From experience, I’d say that unfortunately it’s not quite that easy
Every new token (or word) that ChatGPT spits out comes with its own probability, you can call it certainty, if you want. Unfortunately, that probability only refers to that word, and isn’t indicative of any factual certainty. What we’d all like is a sort of “groundedness” predictor (how grounded the response is in reality) - but current bleeding edge approaches make the response ~5-10x more expensive.

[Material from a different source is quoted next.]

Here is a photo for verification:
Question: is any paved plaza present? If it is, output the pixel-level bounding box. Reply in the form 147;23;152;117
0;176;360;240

The percentage match you’re seeing with a lot of search engines works a little differently - there are multiple methods, but for example with LLM based search (embeddings) - you calculate a match angle. 0° is a perfect match, 90° is something completely unrelated. You can map that into percentages, but that doesn’t pertain to LLM outputs/generations - only raw (document) retrievals.
If you find this interesting and want to play with this stuff I do recommend you check out the APIs on platform.openai.com!
Thanks for sharing your thoughts on this. The problem I am addressing is that, at the moment, ChatGPT sometimes gives incorrect answers in an authoritative manner. In other words, with 100% confidence. That’s not only misleading, it can be dangerous.
I gave the percentage-match that search engines use simply as illustration. To address the problem, “groundedness” is fine. But why not just “% Confidence”, “% Reality” or “% Accuracy”?
Oh yeah, I agree with you. What it’s ultimately gonna be called won’t matter - but the probabilities we currently get out don’t mean what some people think they mean.
I’m just saying it’s a hard problem that can’t be solved that easily at the moment. But it probably will be at some point!